In this interview we speak with Dr. Abdullah Albeyatti, CEO and co-founder of Medicalchain, to understand how his company is using blockchain to transform the healthcare business, and what the future of the industry holds.
1. What’s the story behind Medicalchain? Why and how did you begin?
AA: I work as a medical doctor in the National Health Service (NHS), UK. I found that patients having a lack of access to their medical records was a fundamental barrier to delivering an optimum level of care.

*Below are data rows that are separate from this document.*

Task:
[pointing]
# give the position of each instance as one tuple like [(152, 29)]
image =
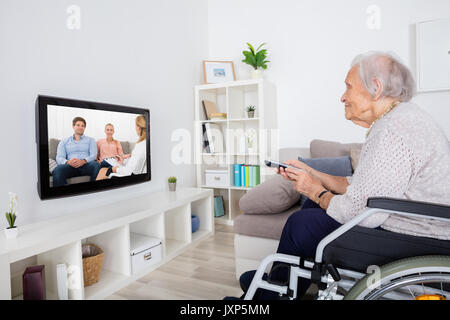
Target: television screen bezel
[(44, 189)]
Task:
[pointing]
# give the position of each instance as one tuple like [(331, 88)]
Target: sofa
[(267, 206), (127, 147)]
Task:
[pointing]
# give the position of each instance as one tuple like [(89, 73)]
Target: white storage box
[(217, 178), (145, 251)]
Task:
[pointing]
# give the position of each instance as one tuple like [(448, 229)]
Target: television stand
[(165, 215)]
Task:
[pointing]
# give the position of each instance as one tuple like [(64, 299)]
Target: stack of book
[(246, 176)]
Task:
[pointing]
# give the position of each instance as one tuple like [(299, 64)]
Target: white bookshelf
[(233, 98), (164, 215)]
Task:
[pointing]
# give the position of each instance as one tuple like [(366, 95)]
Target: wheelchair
[(357, 263)]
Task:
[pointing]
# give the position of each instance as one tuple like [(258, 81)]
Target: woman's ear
[(378, 89)]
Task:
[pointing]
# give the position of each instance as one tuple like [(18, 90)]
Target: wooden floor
[(203, 272)]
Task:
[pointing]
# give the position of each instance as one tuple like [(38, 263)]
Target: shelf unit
[(165, 215), (232, 98)]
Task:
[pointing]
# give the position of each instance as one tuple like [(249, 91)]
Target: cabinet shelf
[(165, 215), (233, 98)]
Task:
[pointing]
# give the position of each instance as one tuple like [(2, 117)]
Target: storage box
[(145, 251), (217, 178)]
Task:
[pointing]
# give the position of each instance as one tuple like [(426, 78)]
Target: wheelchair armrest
[(413, 209), (408, 206)]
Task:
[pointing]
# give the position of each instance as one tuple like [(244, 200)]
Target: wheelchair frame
[(327, 277)]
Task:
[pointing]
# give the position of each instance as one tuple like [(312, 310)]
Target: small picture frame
[(218, 71)]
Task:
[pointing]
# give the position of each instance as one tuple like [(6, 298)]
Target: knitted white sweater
[(406, 156)]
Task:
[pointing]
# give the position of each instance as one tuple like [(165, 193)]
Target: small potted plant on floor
[(256, 59), (172, 183), (12, 231), (251, 111)]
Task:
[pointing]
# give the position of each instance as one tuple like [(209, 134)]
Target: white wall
[(137, 53), (311, 44)]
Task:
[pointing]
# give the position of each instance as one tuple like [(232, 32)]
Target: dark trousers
[(301, 235), (64, 171)]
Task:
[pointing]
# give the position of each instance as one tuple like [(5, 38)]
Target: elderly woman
[(406, 155)]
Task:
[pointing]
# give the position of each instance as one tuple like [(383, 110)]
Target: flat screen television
[(86, 146)]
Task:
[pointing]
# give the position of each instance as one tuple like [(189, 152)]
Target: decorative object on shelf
[(214, 136), (218, 116), (209, 107), (219, 210), (33, 283), (172, 183), (251, 111), (12, 231), (218, 71), (145, 251), (195, 221), (62, 281), (252, 140), (256, 59), (92, 263)]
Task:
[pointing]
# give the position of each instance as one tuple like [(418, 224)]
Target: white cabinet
[(433, 55), (246, 140), (165, 216)]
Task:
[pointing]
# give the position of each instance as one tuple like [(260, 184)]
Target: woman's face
[(109, 130), (358, 101)]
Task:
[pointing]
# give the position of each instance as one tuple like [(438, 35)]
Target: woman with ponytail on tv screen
[(137, 162)]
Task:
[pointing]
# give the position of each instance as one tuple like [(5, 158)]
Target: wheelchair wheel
[(418, 278)]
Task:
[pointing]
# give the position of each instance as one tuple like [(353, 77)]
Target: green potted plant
[(172, 183), (256, 59), (251, 111), (12, 231)]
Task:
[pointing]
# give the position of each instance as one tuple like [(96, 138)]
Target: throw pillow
[(324, 148), (336, 166), (275, 195), (52, 165)]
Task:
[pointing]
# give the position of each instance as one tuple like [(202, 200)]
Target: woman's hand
[(298, 164), (303, 181)]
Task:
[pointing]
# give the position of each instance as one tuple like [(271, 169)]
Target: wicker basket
[(92, 263)]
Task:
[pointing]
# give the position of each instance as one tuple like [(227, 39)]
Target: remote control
[(278, 165)]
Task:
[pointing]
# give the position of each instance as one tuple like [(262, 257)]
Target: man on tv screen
[(76, 155)]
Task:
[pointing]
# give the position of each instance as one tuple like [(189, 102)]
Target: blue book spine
[(237, 175)]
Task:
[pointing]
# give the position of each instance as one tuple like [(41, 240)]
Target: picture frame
[(218, 71)]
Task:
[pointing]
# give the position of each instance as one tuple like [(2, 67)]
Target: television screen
[(86, 146)]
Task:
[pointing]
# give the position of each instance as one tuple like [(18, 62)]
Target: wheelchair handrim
[(396, 271)]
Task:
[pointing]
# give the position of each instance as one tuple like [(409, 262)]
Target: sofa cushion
[(324, 148), (336, 166), (275, 195), (263, 225)]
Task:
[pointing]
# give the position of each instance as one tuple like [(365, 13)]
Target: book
[(215, 137), (209, 107), (247, 176), (257, 175), (205, 140), (237, 175)]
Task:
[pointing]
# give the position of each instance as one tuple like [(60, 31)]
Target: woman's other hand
[(303, 182)]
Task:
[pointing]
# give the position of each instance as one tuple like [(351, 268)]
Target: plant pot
[(172, 186), (11, 232), (256, 74)]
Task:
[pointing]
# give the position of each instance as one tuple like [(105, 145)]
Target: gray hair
[(395, 77)]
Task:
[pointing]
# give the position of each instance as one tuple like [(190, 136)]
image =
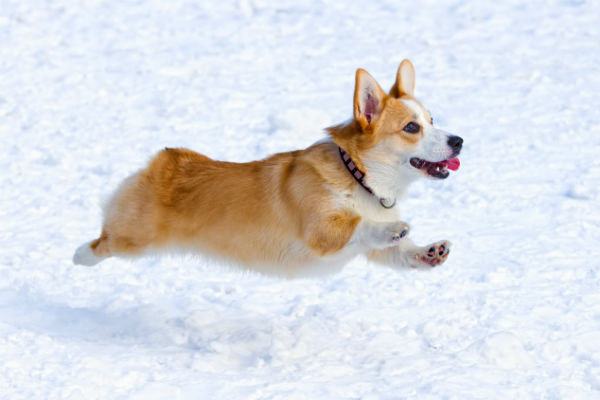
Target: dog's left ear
[(405, 80), (368, 100)]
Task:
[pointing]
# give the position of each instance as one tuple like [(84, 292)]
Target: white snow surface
[(90, 90)]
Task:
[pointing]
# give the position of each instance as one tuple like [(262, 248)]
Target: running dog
[(293, 213)]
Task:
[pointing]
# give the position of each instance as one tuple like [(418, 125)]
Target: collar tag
[(359, 176)]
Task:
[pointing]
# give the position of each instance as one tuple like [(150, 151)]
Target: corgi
[(295, 213)]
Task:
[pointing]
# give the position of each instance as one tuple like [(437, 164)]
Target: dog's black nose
[(455, 142)]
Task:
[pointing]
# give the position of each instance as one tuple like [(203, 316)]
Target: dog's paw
[(433, 255), (393, 232)]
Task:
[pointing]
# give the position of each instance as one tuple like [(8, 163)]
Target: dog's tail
[(84, 255)]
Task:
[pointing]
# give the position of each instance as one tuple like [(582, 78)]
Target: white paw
[(432, 255), (84, 256)]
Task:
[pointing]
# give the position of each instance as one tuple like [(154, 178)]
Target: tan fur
[(292, 208)]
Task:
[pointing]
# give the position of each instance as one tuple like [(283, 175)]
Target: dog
[(296, 213)]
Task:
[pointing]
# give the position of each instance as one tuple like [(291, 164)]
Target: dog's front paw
[(433, 255)]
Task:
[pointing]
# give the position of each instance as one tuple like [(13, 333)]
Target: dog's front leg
[(352, 234), (378, 235), (407, 254)]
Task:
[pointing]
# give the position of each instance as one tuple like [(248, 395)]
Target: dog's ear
[(368, 100), (405, 80)]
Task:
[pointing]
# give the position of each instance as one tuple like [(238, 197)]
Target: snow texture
[(90, 90)]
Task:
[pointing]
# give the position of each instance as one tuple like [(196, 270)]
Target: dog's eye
[(412, 127)]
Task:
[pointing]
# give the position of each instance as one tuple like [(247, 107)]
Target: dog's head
[(392, 135)]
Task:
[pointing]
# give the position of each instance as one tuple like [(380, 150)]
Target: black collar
[(359, 176)]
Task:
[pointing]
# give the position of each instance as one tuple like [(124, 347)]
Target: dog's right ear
[(368, 100), (405, 80)]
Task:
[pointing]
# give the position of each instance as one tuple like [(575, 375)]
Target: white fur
[(84, 256)]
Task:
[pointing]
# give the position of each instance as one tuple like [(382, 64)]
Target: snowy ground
[(89, 90)]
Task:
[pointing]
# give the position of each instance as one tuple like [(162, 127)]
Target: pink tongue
[(452, 163)]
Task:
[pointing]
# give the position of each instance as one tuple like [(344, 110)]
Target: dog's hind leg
[(407, 254)]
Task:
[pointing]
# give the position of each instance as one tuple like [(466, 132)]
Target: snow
[(90, 90)]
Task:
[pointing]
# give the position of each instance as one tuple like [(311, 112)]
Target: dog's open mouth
[(436, 169)]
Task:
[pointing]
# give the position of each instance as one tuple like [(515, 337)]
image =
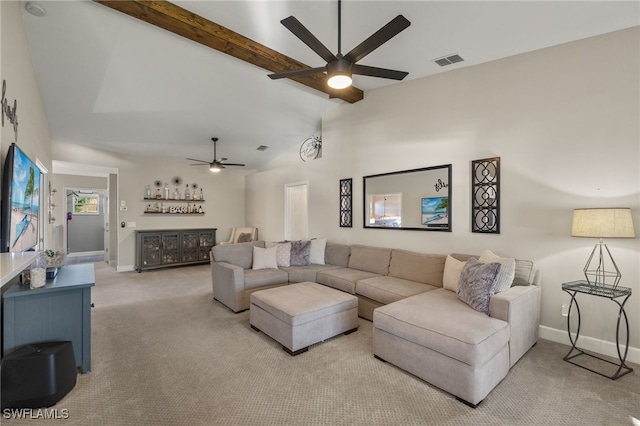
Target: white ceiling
[(117, 83)]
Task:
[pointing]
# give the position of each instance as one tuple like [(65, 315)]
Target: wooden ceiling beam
[(177, 20)]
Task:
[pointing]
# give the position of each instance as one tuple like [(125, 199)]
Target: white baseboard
[(589, 344), (125, 268)]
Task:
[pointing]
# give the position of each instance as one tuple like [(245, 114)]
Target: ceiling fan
[(215, 165), (340, 67)]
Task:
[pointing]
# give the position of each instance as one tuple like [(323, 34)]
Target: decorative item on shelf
[(54, 260), (38, 272), (485, 196), (602, 223), (346, 209)]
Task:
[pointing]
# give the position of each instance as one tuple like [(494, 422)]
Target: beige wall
[(17, 70), (224, 194), (565, 124)]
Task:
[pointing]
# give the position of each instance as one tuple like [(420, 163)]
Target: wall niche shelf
[(176, 214), (172, 210), (171, 200)]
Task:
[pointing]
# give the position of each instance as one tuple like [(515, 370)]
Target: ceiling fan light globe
[(339, 73), (339, 81)]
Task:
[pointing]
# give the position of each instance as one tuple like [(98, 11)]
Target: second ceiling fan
[(215, 165), (340, 68)]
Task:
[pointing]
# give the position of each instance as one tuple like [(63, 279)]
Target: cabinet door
[(207, 241), (150, 250), (170, 248), (190, 246)]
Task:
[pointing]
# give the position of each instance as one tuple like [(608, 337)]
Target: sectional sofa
[(420, 321)]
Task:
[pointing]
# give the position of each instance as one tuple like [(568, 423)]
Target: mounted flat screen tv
[(20, 202)]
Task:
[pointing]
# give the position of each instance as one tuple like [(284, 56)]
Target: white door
[(296, 211), (106, 227)]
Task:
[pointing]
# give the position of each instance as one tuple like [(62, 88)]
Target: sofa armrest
[(520, 307), (227, 281)]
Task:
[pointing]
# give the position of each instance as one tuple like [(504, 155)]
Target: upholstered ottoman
[(301, 314)]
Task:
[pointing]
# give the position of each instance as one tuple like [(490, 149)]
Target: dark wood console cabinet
[(165, 248)]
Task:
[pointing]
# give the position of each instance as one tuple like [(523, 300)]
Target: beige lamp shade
[(603, 223)]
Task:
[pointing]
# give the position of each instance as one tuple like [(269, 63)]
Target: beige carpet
[(164, 353)]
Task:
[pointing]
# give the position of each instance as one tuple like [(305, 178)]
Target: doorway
[(296, 225), (86, 219)]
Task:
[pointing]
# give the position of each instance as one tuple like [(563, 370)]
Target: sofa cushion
[(265, 258), (507, 271), (256, 278), (439, 321), (370, 259), (299, 274), (525, 272), (283, 254), (237, 254), (525, 269), (451, 275), (244, 237), (316, 254), (477, 284), (388, 289), (300, 252), (337, 254), (422, 268), (343, 278)]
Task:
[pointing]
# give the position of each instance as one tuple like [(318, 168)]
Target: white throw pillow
[(265, 258), (283, 254), (507, 271), (317, 251), (452, 269)]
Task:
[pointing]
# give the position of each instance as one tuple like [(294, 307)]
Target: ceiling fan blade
[(378, 72), (384, 34), (307, 38), (295, 73)]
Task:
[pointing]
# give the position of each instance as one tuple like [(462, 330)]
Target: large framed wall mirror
[(417, 200)]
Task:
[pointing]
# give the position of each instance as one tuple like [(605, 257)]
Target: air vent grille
[(448, 60)]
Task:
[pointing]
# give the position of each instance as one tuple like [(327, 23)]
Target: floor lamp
[(602, 223)]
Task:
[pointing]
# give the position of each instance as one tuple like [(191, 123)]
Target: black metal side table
[(608, 292)]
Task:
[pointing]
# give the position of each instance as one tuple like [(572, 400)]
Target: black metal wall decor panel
[(346, 207), (485, 196)]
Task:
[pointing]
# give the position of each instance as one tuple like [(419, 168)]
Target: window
[(86, 204)]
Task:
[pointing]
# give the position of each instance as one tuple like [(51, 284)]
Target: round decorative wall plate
[(310, 148)]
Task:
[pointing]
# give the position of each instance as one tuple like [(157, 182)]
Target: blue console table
[(59, 311)]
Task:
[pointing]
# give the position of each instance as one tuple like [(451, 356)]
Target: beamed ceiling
[(161, 78)]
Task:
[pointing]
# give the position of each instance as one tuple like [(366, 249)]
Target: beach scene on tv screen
[(25, 202), (434, 211)]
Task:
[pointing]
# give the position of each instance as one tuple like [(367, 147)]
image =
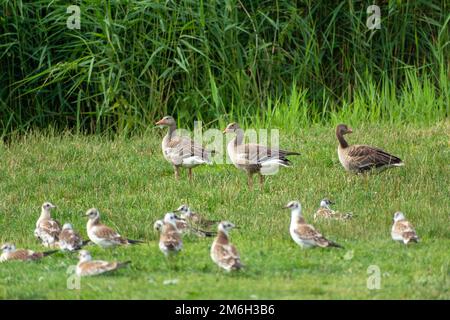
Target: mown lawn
[(132, 185)]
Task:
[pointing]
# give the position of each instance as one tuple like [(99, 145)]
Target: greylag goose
[(194, 218), (255, 158), (305, 235), (223, 253), (102, 235), (362, 158), (402, 229), (170, 241), (181, 151), (184, 227), (88, 267), (9, 252), (47, 229), (325, 212), (69, 239)]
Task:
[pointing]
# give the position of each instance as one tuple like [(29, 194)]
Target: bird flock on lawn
[(183, 152)]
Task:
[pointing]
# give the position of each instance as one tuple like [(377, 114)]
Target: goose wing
[(367, 157), (307, 232), (180, 147), (253, 153)]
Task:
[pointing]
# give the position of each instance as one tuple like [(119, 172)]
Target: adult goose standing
[(362, 158), (181, 151), (255, 158)]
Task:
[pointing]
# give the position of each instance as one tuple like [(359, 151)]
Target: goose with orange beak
[(181, 151)]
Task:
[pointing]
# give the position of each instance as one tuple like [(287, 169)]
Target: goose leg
[(250, 181), (177, 172)]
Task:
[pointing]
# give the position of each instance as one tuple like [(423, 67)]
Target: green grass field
[(132, 185)]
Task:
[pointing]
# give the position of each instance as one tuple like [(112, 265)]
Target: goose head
[(343, 129), (158, 225), (8, 247), (46, 208), (67, 226), (399, 216), (325, 203), (171, 218), (167, 121), (92, 214), (226, 226), (84, 255), (232, 128), (185, 211)]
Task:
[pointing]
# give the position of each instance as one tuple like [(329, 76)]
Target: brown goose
[(103, 235), (9, 252), (88, 267), (403, 230), (223, 253), (194, 218), (181, 151), (305, 235), (255, 158), (47, 229), (362, 158)]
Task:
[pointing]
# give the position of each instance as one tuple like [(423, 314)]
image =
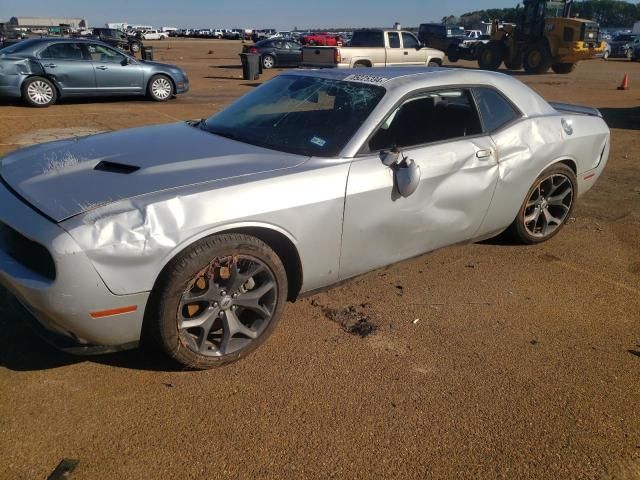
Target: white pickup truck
[(374, 48)]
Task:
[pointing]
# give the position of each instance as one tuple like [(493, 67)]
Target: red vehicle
[(323, 39)]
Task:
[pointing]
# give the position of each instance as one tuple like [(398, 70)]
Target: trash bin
[(147, 53), (250, 66)]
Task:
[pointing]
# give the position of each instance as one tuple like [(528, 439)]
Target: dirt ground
[(524, 362)]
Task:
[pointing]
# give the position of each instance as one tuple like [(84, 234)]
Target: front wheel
[(547, 206), (39, 92), (217, 301)]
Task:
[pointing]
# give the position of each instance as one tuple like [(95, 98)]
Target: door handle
[(483, 154)]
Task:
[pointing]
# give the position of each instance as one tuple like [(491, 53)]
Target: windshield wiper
[(220, 133)]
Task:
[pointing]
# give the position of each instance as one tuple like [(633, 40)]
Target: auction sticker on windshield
[(373, 79)]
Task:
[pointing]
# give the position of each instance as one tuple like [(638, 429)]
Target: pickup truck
[(374, 48), (116, 38)]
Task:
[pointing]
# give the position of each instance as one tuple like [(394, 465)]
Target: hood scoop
[(114, 167)]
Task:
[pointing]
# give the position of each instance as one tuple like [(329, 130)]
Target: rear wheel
[(490, 56), (548, 205), (537, 59), (217, 301), (563, 68), (39, 92), (268, 61), (160, 88)]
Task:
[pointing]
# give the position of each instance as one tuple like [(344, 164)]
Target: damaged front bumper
[(63, 292)]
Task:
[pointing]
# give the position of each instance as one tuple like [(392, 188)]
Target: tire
[(160, 88), (490, 56), (532, 224), (537, 59), (227, 321), (563, 68), (39, 92), (268, 62)]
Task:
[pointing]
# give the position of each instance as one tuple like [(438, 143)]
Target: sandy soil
[(524, 363)]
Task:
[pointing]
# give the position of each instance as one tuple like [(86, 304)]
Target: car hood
[(65, 178)]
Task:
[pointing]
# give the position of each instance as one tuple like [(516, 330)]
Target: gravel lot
[(524, 361)]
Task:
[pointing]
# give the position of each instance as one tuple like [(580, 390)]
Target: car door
[(394, 52), (412, 55), (67, 64), (441, 132), (115, 73)]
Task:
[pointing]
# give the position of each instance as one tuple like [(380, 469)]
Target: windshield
[(297, 114)]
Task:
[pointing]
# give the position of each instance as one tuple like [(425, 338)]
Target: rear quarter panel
[(530, 146)]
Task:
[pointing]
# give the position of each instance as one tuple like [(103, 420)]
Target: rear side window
[(409, 41), (394, 40), (495, 110), (428, 118), (368, 39)]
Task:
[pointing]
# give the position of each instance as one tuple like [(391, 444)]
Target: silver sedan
[(194, 235)]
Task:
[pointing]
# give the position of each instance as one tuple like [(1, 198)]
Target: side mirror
[(390, 157), (407, 177)]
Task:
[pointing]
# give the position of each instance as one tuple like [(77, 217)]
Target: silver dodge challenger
[(194, 235)]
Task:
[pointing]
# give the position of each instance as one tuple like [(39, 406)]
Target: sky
[(279, 14)]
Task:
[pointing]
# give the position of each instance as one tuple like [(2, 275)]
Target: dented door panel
[(455, 191)]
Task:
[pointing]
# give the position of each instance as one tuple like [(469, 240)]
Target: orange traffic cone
[(625, 83)]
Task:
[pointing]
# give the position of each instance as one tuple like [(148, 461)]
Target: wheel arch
[(163, 74), (279, 240), (43, 75)]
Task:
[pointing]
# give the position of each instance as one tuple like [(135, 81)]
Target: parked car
[(467, 49), (323, 39), (235, 34), (40, 71), (181, 234), (621, 46), (473, 34), (154, 35), (374, 48), (442, 37), (276, 52), (116, 38)]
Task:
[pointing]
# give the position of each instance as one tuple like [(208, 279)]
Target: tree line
[(608, 13)]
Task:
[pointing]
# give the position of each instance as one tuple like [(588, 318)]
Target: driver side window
[(102, 54), (428, 118)]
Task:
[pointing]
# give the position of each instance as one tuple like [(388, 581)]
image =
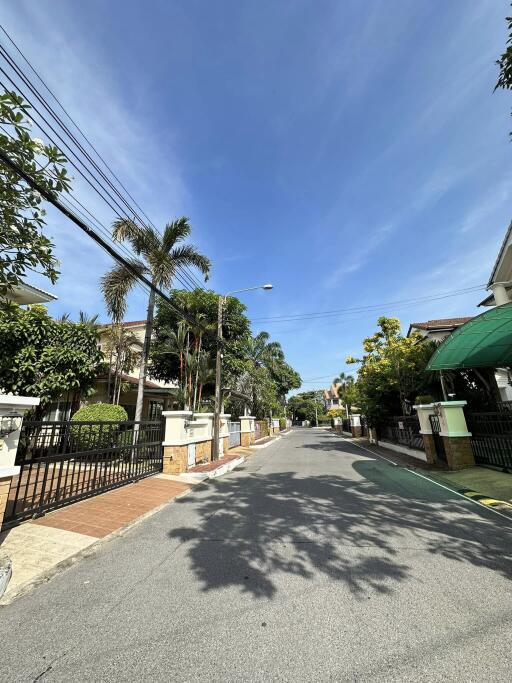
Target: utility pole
[(218, 379), (218, 367)]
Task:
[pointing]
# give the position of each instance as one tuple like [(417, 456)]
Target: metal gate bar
[(62, 462), (234, 434)]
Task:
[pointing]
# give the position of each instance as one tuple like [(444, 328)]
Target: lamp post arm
[(218, 378)]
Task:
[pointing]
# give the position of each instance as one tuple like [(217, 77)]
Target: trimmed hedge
[(90, 437)]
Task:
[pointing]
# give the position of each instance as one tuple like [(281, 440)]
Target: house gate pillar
[(12, 411), (424, 412), (246, 430), (455, 434), (355, 425)]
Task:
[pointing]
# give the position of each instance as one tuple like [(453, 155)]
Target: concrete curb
[(265, 445), (5, 571), (58, 568), (501, 506)]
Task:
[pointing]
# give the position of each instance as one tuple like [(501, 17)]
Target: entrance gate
[(435, 425)]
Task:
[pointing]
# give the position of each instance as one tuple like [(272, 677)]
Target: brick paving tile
[(213, 465), (107, 512)]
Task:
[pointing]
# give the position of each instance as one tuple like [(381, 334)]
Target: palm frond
[(115, 286), (187, 255), (124, 229)]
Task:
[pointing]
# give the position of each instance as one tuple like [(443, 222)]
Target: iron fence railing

As best as I would try, without the patient knowing their clinical details, or giving me access to their information, I would often be left in the dark playing Russian roulette when making clinical decisions. Patients would tell me that they were allergic to something, but not know the specific name of the drug. I would then have to second guess with them about what they thought they were allergic to. The way we deliver medicine had to evolve, the desire to change this has always been there but the technology needed to deliver this progress has been lacking until recently. We needed a technology that meant patients would be able to digitally access their records and when doctors were given permission to access these also, we could prove the data’s authenticity so that correct decisions could be taken.
Medicalchain was created to solve this problem. To empower patients to have access to their records and when they shared this information, we could be confident as clinicians about the quality of the data they were sharing.
2. Please describe your use case and how Medicalchain uses blockchain:
AA: Medicalchain uses blockchain technology to guarantee the authenticity of the medical records held by the patient so that when these are shared with different clinicians and clinics, they can be confident that medical decisions can be made on these due to the integrity of the information. Our first application, MyClinic.com was made with the view of delivering on this objective. We have built our system using Hyperledger Fabric and support the payment structure within our application by offering users to also pay in cryptocurrency such as Bitcoin, Ethereum and our own, MedToken.
MyClinic.com had a short pilot launched at The Groves practice in London and has now positioned itself to launch version 2 of the application on a much larger scale.
3. What other blockchain use cases in healthcare are you excited about?
AA: I am excited by how the middle east is adopting the concept of a decentralised health record system and given their lack of an established digital solution allows for these types of projects to grow rapidly.
Estonia has done an excellent job and set an example of how its population have found it easy to access and interact with their medical information and it’s something we should all try to learn and adopt. This initiative by the small nation even led to the former US president, Barack Obama commentating that the US should have followed Estonia’s example when it came to healthcare.
There are other, less sweeping changes coming about in healthcare that utilise distributed ledger technology such as protecting and improving the transparency of the medicine supply chain which is already maturing at a rapid rate and is set to become an industry standard in the coming years.
4. Where will Medicalchain be in 5 years?
AA: I hope Medicalchain will start to be known as the company name only and more attention and focus will be placed on our products such as MyClinic.com. The important part to blockchain is not to talk about blockchain. The general public and my parents included are not interested in how something works, just that it works. The challenges are multiple but if we can simplify access to personalised health information, we can reduce national spend on healthcare by supporting users to take control and responsibility over their health through better understanding of how to prevent and manage disease.
I hope as an individual I grow, mature and learn more about myself and my role leading the company forwards. As a company, in the next five years we would have reached a few milestones and see ourselves as an expanding international brand which has stayed true to its roots and principles of empowering patients, removing health barriers and supporting health care for all.